In 2017, Taylor turned again to federal office. In August of that year, he announced his candidacy for the United States House of Representatives in Texas’s 3rd congressional district after incumbent Republican Sam Johnson, a 13-term member, declared his retirement. Taylor received backing from national conservative and veterans’ organizations, including endorsements from the Club for Growth and With Honor, a cross-partisan group supporting next-generation military veterans. He easily won the Republican primary on March 6, 2018, and prevailed in the November 6, 2018 general election with 54.3 percent of the vote. His victory extended the Republican Party’s long-standing control of the district, which had been held continuously by Republicans since a 1968 special election. Taylor became only the fourth person to represent the district since that time.

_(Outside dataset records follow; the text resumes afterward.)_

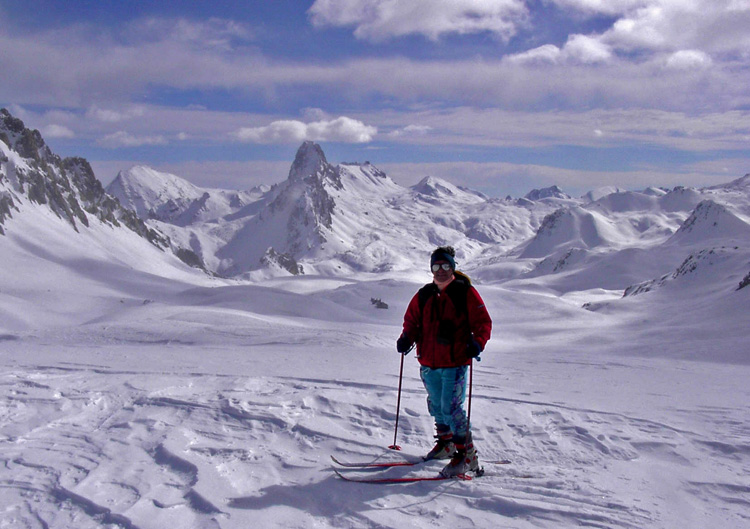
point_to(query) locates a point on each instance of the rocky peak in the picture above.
(311, 167)
(547, 192)
(67, 186)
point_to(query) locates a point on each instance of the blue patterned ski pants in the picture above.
(446, 393)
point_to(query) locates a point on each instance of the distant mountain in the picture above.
(432, 188)
(546, 193)
(352, 218)
(169, 198)
(710, 221)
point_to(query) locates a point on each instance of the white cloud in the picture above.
(671, 25)
(587, 50)
(342, 129)
(688, 60)
(548, 53)
(57, 131)
(605, 7)
(125, 139)
(411, 130)
(377, 20)
(108, 115)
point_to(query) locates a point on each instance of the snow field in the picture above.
(220, 407)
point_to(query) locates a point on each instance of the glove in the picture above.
(403, 344)
(473, 349)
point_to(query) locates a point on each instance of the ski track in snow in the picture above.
(92, 445)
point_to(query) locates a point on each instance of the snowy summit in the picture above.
(175, 356)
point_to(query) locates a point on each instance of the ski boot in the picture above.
(444, 447)
(464, 460)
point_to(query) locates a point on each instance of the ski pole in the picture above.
(471, 383)
(394, 446)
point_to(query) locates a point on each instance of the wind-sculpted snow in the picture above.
(220, 407)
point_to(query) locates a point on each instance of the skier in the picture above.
(450, 325)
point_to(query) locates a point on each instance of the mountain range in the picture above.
(352, 218)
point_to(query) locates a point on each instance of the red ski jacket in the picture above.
(442, 328)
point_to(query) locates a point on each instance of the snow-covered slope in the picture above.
(169, 198)
(60, 232)
(137, 392)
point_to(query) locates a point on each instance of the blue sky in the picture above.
(498, 95)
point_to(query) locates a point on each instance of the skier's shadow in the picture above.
(333, 497)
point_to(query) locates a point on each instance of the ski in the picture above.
(413, 479)
(376, 464)
(391, 464)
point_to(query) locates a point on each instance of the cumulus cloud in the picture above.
(411, 130)
(586, 49)
(377, 20)
(688, 60)
(668, 25)
(125, 139)
(342, 129)
(580, 49)
(549, 53)
(604, 7)
(108, 115)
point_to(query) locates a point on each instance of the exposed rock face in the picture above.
(68, 186)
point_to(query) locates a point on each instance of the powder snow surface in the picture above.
(172, 403)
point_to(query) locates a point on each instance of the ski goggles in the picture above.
(444, 266)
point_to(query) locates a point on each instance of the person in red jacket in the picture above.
(450, 325)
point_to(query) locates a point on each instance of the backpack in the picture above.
(457, 295)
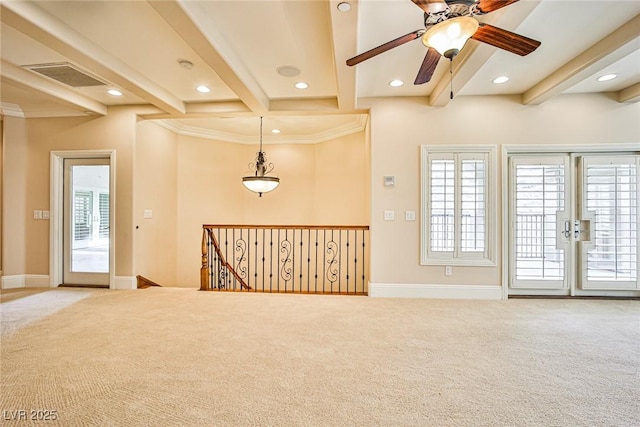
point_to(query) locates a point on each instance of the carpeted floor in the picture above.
(178, 357)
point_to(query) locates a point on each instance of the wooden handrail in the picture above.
(224, 261)
(289, 258)
(288, 227)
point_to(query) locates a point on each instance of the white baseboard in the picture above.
(125, 282)
(25, 281)
(37, 281)
(404, 290)
(12, 282)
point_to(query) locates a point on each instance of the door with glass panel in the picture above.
(574, 225)
(86, 222)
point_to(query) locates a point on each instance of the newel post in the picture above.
(204, 269)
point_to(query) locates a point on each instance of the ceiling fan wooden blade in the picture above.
(385, 47)
(432, 6)
(503, 39)
(486, 6)
(428, 66)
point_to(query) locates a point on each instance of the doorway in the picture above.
(573, 224)
(86, 222)
(82, 226)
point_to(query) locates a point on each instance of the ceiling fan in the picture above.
(448, 25)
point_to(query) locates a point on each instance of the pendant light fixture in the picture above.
(259, 182)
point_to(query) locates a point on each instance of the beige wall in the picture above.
(1, 187)
(28, 144)
(400, 126)
(155, 189)
(187, 181)
(16, 203)
(210, 189)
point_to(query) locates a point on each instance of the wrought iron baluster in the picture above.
(308, 258)
(324, 259)
(263, 257)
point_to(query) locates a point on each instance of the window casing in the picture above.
(458, 206)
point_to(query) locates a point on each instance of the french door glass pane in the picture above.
(539, 195)
(612, 197)
(473, 205)
(90, 213)
(442, 205)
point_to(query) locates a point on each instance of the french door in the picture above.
(86, 222)
(573, 224)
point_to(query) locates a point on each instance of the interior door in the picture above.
(574, 225)
(540, 206)
(86, 222)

Nonetheless, his initial win marked the closest race in the district in more than half a century and the first time since the regular 1968 election that a Democratic candidate surpassed 40 percent of the vote.
As a member of the U.S. House of Representatives, Taylor served two terms, participating in the 116th and 117th Congresses from January 3, 2019, to January 3, 2023. Representing a rapidly growing and diversifying suburban constituency in Collin County, he contributed to the legislative process and participated in the democratic governance of the nation while advocating for the interests of his district. He was unopposed in the 2020 Republican primary and faced Democrat Lulu Seikaly in the general election. Observers considered him potentially vulnerable due to demographic changes in the district and its high proportion of college-educated voters, a group that had been trending away from the Republican Party. Taylor was reelected by more than 12 percentage points even as President Donald Trump carried the district by only a one-point margin, underscoring both the competitiveness of the area and his personal electoral strength. In Congress, Taylor’s voting record reflected a generally conservative orientation with occasional departures from party leadership. He was among 129 Republicans who opposed President Trump’s withdrawal of U.S. forces from Syria, and he was one of two House Republicans to co-sponsor the Juneteenth National Independence Day Act, which ultimately established Juneteenth as a federal holiday.
Taylor’s congressional service occurred during a significant period in American history, encompassing the latter years of the Trump administration, the onset of the COVID-19 pandemic, and the early portion of the Biden administration. On March 2, 2022, amid his campaign for a third term, Taylor publicly admitted to an extramarital affair and announced that he would suspend his reelection campaign and retire at the end of the 117th Congress. He completed his term, which concluded on January 3, 2023, and then left office, bringing to a close more than a decade of continuous elected service at the state and federal levels.